You have to use so you can get up, so you can function.
And so understanding that it's a disease and that is triggered
from past traumas that people haven't dealt with and put back.
So being able to have compassion and empathy
for these people and understand they're not they're not bad people.
We're all recovering from something, whether it is substance use,
whether it's a divorce, whether it's a loss or heartbreak.
Everyone's in recovery.
The model for Recovery Café is that everybody's recovering from something.
So the café is not just for substance use, it's also for homelessness,
it's for social economical racism
is for anxiety, depression.
Hopefully we will be able to have a veterans meeting.
So there is everybody is recovering from something they might not
they might be in denial about it.
So the café is there to help mentor, to build leadership,
give accountability. Um,
so just when I seen that, I was like, oh,
this is exactly what this community needs.
Yeah, I have had been
that's been my goal and dream for the last two years to get this started.
Most people think we're a small community and we lack services
and we just don't have what's there when actually we have a lot more here
than a lot of other counties do.
The conversations I've had with fellow community corrections
directors, they just can't believe how far recovery has come in our community
and how outspoken I am about it
and how other partners are also about it that it matters.

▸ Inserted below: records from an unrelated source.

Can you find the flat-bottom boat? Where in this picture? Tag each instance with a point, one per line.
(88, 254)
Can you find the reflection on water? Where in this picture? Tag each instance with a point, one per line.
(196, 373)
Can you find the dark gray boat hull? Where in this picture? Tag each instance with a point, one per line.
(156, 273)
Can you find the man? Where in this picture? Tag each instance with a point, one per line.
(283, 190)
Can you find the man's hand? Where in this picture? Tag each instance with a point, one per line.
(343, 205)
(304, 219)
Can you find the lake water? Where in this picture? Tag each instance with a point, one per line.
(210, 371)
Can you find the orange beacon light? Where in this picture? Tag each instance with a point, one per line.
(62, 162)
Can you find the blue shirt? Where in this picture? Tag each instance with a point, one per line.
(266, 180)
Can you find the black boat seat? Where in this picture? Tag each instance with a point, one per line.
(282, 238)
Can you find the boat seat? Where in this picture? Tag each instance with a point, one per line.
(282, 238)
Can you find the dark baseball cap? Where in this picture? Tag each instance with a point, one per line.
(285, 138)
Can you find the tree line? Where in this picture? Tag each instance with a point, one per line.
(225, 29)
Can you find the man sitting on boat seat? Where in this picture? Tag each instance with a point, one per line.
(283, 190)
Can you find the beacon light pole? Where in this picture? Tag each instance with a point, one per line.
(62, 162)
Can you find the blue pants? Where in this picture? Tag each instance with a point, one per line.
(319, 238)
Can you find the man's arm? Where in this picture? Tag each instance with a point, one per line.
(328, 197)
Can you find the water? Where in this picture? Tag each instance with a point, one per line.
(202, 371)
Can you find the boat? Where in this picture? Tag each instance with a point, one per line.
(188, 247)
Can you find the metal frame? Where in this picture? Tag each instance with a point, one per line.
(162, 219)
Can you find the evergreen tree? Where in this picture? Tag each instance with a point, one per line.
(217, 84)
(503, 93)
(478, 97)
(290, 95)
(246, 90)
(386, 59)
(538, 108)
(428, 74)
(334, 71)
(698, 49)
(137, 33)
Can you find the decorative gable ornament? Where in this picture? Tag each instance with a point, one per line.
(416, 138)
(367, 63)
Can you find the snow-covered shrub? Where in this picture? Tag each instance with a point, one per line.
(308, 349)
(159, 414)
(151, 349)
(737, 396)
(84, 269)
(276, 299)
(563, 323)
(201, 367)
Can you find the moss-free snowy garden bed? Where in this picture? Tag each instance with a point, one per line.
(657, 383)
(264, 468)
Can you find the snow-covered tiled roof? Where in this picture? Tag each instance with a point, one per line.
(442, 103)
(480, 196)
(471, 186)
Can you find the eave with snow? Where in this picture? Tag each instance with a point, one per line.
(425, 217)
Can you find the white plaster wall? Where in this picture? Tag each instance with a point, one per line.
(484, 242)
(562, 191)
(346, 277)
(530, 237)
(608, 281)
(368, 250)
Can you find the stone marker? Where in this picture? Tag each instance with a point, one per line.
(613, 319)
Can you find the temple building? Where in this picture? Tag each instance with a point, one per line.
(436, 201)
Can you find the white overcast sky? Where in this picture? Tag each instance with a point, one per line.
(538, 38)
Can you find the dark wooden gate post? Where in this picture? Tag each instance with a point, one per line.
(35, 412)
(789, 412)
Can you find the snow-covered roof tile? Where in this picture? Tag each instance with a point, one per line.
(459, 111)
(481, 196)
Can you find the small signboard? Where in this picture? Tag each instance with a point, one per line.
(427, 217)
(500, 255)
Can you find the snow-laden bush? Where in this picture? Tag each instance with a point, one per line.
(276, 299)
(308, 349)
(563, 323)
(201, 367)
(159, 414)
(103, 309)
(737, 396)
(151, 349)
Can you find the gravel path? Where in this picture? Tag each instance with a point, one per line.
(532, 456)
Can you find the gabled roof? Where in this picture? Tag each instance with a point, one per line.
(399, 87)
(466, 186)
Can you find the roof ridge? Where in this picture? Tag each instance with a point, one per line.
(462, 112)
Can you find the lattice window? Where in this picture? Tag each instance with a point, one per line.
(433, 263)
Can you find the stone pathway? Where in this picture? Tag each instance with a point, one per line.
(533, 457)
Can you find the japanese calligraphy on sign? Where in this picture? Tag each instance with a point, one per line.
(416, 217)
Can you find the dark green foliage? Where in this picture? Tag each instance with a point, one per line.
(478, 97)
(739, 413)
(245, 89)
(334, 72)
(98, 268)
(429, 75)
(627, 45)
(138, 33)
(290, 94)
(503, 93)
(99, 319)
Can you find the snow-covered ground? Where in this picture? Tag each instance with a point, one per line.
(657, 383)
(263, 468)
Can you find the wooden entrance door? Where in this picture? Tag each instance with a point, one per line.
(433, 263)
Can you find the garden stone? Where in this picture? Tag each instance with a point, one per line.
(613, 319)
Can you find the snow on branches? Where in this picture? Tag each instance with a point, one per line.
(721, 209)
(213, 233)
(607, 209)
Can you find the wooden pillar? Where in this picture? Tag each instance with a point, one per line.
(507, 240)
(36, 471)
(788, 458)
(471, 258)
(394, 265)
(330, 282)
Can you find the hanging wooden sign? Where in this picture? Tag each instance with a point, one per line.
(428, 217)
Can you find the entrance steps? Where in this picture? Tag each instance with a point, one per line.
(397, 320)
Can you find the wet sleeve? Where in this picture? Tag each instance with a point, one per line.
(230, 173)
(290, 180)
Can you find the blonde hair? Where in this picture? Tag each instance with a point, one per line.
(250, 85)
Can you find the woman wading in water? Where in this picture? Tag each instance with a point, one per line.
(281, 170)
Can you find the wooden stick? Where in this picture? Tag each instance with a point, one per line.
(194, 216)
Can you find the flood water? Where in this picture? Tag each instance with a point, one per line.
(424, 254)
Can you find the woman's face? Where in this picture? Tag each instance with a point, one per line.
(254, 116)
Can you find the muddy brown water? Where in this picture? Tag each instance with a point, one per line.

Having these resources available.
And so people don't have to travel all the way to to a bigger city
to get resources,
makes it more comfortable for them to stay in their own city, in their own county,
where they feel comfortable instead of going somewhere else.
Daviess County's been
one that's a lead in recovery supports from the state level as well.
We've been recognized for a lot of the work we're doing,
so it's a great start.
There's a lot of counties that also look at Daviess for expertise
or for ideas, and a lot of it just has to do with collaboration
and working with one another and being able to know what's available.
I feel like the DARAC is very, very important for anyone
that lives in the county to be involved, especially with recovery access.
As the DARAC stands for Daviess Advances Recovery Access Consortium
is that we are trying to advance the access to recovery care,
which that involves all realms of work that everyone does.
The judicial system, our health care system, education system
all the way down to in the homes.
And so everyone being on the same page of knowing
what's going on, advancing the efforts, all in a cohesive group helps
break down those silos and being able to really better the care for everyone.
By having all our county leaders get together
and think about how we can sustain the good work that we've started
and have community support from our our county government, our county leaders,
and any other leaders in our county, and let them know what we're doing
so they can understand what we're doing in our own community, understand
the needs of our community.
A lot of people complain about the drug use
in their community. Well, there are ways to help those individuals.
DARAC has an important mission to make sure that every individual
in Daviess County knows that they are there
in the services that they can provide through different areas,
whether it be the Daviss County peer recovery, the hospital's peer recovery,
the new Recovery Café, and the RCOs that we have.
And the relationships that I have with Diana, with Brian and
with Priscilla,
and then building those relationships more with the United Way
and the
Daviess County Economic
Corporation is just, for me,
I think it's the building of communication between organizations
so that we're not doing the same things somebody else is doing
or being able to support those other people in what they are doing.
I just can't I can't say more than to
somebody put my name in to Priscilla, Dr.
Barnes.
And she called me and talked to me about this HRSA grant.
And this is what sprang from all this.
Everything that we have going on in recovery has come from that.
So she was some fuel to start the fire
and has been a tremendous help.
Some of the mentors
that go along, the professional mentors that go along with, with my
recovery and
how I'm trying to help support recovery is just huge.